ABl. L 313 vom 13.12.2000

Richtlinie 2001/104/EG

10.1.2002

13.12.2001

ABl. L 6 vom 10.1.2002

Verordnung (EG) Nr. 1882/2003

20.11.2003

-

ABl. L 284 vom 31.10.2003

Richtlinie 2007/47/EG

11.10.2007

21.12.2007

Abl.L 247 vom 21.9.2007

Die Änderungen und Berichtigungen der Richtlinie 93/42/EWG wurden in den Ursprungstext eingearbeitet. Diese konsolidierte Fassung ist nur von dokumentarischem Wert.

VERBUNDENE RECHTSAKTE

Besondere Vorschriften

Verordnung (EU) Nr.°722/2012 der Kommission vom 8. August 2012 über besondere Anforderungen betreffend die in der Richtlinie 90/385/EWG bzw. 93/42/EWG des Rates festgelegten Anforderungen an unter Verwendung von Gewebe tierischen Ursprungs hergestellte aktive implantierbare medizinische Geräte und Medizinprodukte Text von Bedeutung für den EWR (Text von Bedeutung für den EWR) [Amtsblatt L 212 vom 9.8.2012].

Gelenkersatz

Richtlinie 2005/50/EG der Kommission vom 11. August 2005 zur Neuklassifizierung von Gelenkersatz für Hüfte, Knie und Schulter im Rahmen der Richtlinie 93/42/EWG über Medizinprodukte [Amtsblatt L 210 vom 12.8.2005].

Brustimplantate

Richtlinie 2003/12/EG der Kommission vom 3. Februar 2003 zur Neuklassifizierung von Brustimplantaten im Rahmen der Richtlinie 93/42/EWG über Medizinprodukte [Amtsblatt L 28 vom 4.2.2003].
Zur Gewährleistung eines möglichst hohen Maßes an Sicherheit bei Brustimplantaten werden diese als Medizinprodukte der Klasse III eingestuft.
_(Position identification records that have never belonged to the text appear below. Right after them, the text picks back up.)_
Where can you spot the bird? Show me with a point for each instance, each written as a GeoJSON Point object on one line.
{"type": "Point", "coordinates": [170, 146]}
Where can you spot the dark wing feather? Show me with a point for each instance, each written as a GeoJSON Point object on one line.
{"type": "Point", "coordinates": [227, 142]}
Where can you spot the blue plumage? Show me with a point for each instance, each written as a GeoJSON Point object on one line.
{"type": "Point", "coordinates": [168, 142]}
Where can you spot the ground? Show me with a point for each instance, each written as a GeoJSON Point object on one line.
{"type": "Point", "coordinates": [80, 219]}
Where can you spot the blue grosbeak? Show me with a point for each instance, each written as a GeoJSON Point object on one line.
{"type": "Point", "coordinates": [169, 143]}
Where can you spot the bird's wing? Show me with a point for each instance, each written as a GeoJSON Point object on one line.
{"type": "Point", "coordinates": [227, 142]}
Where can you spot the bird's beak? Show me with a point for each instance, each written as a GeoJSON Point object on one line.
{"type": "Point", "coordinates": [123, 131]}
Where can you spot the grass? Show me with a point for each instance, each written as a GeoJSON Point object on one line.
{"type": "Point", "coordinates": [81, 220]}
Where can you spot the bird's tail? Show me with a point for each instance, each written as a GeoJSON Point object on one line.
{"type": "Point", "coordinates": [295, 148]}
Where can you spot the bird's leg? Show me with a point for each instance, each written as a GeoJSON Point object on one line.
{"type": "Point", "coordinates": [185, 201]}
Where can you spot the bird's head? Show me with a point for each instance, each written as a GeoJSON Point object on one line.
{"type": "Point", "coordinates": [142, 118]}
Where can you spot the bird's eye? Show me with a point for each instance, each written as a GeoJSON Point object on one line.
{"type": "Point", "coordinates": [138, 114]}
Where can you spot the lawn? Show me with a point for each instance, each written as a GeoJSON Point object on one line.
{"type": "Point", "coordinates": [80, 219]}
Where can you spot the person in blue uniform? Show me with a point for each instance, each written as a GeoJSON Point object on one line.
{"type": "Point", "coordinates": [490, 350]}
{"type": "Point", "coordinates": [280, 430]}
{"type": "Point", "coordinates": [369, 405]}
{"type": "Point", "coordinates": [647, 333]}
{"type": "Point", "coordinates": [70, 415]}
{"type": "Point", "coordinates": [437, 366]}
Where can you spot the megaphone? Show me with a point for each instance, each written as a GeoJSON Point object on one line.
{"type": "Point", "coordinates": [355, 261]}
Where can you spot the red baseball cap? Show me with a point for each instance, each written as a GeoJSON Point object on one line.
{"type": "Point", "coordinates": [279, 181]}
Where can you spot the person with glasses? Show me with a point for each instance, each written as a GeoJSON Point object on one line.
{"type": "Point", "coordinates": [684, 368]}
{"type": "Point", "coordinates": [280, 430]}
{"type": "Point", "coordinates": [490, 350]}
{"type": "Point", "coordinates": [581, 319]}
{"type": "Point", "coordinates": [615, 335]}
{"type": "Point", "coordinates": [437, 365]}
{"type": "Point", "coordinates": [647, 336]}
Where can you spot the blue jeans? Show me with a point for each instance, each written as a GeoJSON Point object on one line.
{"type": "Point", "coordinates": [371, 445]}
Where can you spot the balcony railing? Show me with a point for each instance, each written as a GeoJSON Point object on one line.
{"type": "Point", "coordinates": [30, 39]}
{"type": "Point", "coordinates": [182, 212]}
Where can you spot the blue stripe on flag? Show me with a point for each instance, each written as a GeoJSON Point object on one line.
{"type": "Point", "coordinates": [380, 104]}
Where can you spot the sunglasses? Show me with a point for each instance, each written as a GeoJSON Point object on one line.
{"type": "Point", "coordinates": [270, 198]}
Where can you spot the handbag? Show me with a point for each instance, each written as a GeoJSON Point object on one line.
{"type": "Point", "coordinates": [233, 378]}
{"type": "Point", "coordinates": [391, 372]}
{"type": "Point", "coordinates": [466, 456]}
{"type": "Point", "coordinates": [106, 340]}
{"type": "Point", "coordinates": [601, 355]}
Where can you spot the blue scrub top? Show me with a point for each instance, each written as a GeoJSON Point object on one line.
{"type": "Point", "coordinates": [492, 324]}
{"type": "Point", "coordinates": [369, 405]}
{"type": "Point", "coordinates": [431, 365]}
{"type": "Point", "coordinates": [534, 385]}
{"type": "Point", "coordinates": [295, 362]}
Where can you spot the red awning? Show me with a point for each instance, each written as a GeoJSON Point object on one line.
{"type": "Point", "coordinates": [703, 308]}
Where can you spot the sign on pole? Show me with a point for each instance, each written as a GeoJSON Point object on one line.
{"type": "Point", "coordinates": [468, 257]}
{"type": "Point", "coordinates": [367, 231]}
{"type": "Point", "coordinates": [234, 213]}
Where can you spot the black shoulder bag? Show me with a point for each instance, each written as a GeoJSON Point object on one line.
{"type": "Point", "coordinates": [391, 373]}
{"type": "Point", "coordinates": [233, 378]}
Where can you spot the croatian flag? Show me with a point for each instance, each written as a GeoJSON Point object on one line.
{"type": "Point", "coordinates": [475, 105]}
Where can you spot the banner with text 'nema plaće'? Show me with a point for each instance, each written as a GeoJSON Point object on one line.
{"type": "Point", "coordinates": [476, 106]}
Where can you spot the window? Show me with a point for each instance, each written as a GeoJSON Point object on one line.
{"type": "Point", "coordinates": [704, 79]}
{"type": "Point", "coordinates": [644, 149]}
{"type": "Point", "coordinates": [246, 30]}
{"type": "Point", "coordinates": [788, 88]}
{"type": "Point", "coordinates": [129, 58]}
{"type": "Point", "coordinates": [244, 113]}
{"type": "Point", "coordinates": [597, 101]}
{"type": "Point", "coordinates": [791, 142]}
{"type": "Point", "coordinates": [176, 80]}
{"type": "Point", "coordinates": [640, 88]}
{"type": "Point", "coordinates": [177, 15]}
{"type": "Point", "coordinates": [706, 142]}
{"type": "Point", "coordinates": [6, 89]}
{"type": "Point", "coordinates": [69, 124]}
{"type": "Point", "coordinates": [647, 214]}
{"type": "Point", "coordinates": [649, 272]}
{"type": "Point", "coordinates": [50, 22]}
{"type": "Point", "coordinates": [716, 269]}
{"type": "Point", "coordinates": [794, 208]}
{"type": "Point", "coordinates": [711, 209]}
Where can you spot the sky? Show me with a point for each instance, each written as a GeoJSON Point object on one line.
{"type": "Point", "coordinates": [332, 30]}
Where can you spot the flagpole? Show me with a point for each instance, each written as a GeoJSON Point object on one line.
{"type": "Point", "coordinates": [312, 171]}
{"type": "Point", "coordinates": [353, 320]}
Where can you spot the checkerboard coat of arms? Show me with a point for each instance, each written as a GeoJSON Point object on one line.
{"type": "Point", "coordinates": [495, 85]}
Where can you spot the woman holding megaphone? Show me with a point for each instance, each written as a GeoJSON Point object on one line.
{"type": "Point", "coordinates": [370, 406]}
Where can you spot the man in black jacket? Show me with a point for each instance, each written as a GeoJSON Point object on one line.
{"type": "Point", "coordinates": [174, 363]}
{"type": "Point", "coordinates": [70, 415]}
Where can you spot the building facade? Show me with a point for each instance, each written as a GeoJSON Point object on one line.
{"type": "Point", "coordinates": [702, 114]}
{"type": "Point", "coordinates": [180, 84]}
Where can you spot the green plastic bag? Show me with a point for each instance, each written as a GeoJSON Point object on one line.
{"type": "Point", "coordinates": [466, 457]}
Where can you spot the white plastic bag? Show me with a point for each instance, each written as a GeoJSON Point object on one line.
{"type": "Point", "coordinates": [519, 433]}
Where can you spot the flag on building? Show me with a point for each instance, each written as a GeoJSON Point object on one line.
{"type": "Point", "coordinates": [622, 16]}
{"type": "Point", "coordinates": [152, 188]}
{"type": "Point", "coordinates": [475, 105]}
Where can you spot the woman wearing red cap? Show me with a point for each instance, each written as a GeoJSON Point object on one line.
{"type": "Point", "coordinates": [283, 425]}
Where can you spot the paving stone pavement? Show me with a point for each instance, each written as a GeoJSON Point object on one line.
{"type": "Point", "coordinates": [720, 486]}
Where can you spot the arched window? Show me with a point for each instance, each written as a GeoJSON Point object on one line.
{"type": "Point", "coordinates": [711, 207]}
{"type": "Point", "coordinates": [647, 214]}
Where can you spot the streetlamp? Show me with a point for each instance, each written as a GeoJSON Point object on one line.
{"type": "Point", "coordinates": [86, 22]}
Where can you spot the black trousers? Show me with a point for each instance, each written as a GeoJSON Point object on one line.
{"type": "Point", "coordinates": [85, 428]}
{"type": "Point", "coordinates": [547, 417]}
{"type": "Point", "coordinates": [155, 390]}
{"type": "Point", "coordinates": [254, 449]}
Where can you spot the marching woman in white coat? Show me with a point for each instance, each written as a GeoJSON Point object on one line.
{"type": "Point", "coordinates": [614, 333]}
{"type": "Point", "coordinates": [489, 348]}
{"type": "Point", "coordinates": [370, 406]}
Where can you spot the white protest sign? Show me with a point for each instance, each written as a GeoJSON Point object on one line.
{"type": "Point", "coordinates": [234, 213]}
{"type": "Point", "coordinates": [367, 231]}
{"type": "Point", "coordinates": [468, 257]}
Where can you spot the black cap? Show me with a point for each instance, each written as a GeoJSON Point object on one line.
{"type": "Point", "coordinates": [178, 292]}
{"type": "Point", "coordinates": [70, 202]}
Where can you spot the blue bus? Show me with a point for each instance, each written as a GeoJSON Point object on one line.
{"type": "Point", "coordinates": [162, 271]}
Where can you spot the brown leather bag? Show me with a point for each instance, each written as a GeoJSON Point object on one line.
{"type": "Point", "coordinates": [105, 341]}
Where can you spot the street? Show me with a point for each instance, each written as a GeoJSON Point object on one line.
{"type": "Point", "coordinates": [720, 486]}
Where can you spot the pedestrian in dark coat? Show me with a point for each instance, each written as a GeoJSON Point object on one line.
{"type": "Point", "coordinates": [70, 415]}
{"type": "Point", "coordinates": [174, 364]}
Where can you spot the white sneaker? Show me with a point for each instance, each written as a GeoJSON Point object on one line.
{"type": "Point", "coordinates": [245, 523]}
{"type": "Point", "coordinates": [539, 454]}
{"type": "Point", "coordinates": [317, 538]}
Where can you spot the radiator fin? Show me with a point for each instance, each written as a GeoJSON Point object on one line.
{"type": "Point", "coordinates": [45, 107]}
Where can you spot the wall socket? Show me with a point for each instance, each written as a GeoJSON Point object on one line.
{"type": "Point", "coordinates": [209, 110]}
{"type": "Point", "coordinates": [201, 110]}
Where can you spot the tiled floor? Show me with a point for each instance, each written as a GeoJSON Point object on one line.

Gewebe tierischen Ursprungs

Richtlinie 2003/32/EG der Kommission vom 23. April 2003 mit genauen Spezifikationen bezüglich der in der Richtlinie 93/42/EWG des Rates festgelegten Anforderungen an unter Verwendung von Gewebe tierischen Ursprungs hergestellte Medizinprodukte [Amtsblatt L 105 vom 26.4.2003].
Ziel dieser Richtlinie ist die Verbesserung der Sicherheit und des Gesundheitsschutzes durch eine Verstärkung der Maßnahmen zum Schutz vor dem allgemeinen Risiko der Übertragung von Erregern der spongiformen Enzephalopathien tierischen Ursprungs (zum Beispiel die Krankheit des Rinderwahnsinns) durch Medizinprodukte.